LookMa - thanks for the reply - everything you say makes sense and is EXACTLY what I suspected. The problem was that I received some contradictory info earlier in the thread. You are right on the mark about the fibers breaking at the end of the turret, that the problem I'm having. Every darn fiber I've ever put on my Spot Hogg has broken there.

Your answer does raise other questions. How do the .010 fibers work for hunting situations? Do they still show up fairly well in low light? Has anyone with aging eyes tried the .010 fibers?


----------



## CarpCommander (Feb 5, 2003)

I've posted this pic in a few other threads as well. It's taken from my stand, with no flash, no outside light, and no light on the sight. Just extended fibers. .010" size.

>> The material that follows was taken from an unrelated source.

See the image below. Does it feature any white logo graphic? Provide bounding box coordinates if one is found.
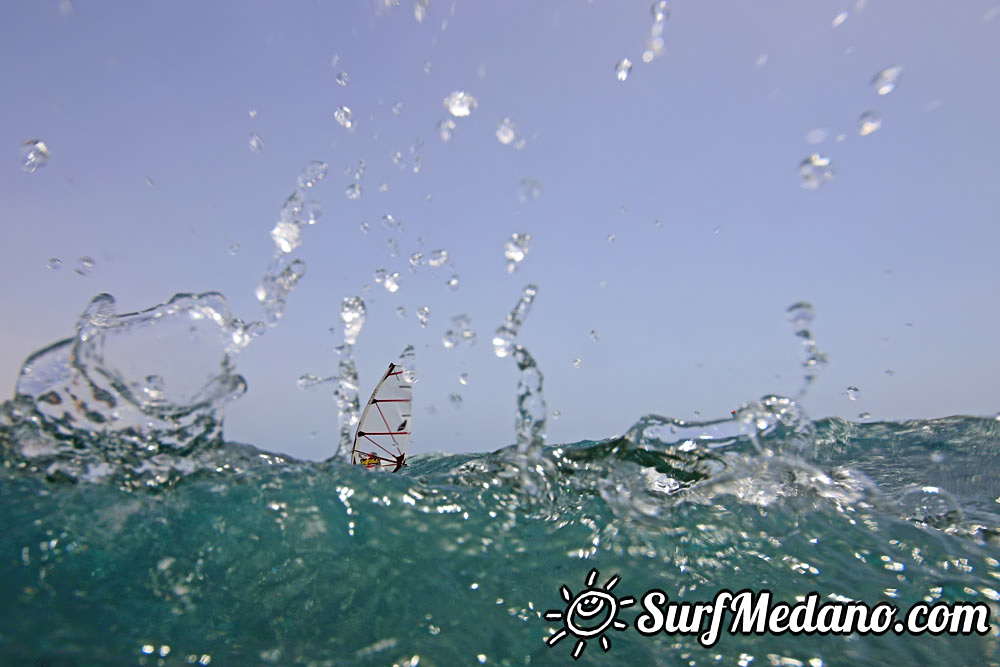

I have lit pins before and after legal light, and before and after there is enough light to identify what is even under me. These are BRIGHT. If you can't see these, you probably shouldn't be driving a car. If you can't see these, you probably can't see well enough to navigate through the woods to even find your stand-in other words, unless you are legally blind, you WILL see these. They are actually brighter than my old .019" fibers. :mg:


----------



## Jose Boudreaux (Oct 18, 2003)

Sitting in my stand this evening and sun had gone down behind the trees......I look around and it is getting dark cause I am in a thicket....then I look at my fitz fibers...nevermind...I got plenty time to hunt


----------



## gator (Aug 11, 2003)

I am either gonna send my Toxonics in, or get an Extreme Recon and send in to have this done. I saw a Spott Gog this weekend, had .019 pins, and it was BRIGHTER than my .029 on my Tox, and the pins looked to be the same size. DEFINATELY getting these done!!


----------



## ultraelite37 (Nov 14, 2006)

how much do they cost, and what's a good color to not disappear while at long ranges?


----------



## MoNofletch (Jul 28, 2003)

I put them on my TR Summit...they are AWESOME!!!


----------



## nater3 (Jul 3, 2005)

I was wondering if the shipping is still free? On the original post on AT earlier this year, shipping was free. However, when I went to order from the Fitz website, it shows that shipping is around $5. 
Nate


----------



## blitzer (Sep 15, 2005)

Nate3: Shipping is now $4.99 - free shipping unfortunately had to be discontinued because orders were untrackable by this method, and too many got lost. 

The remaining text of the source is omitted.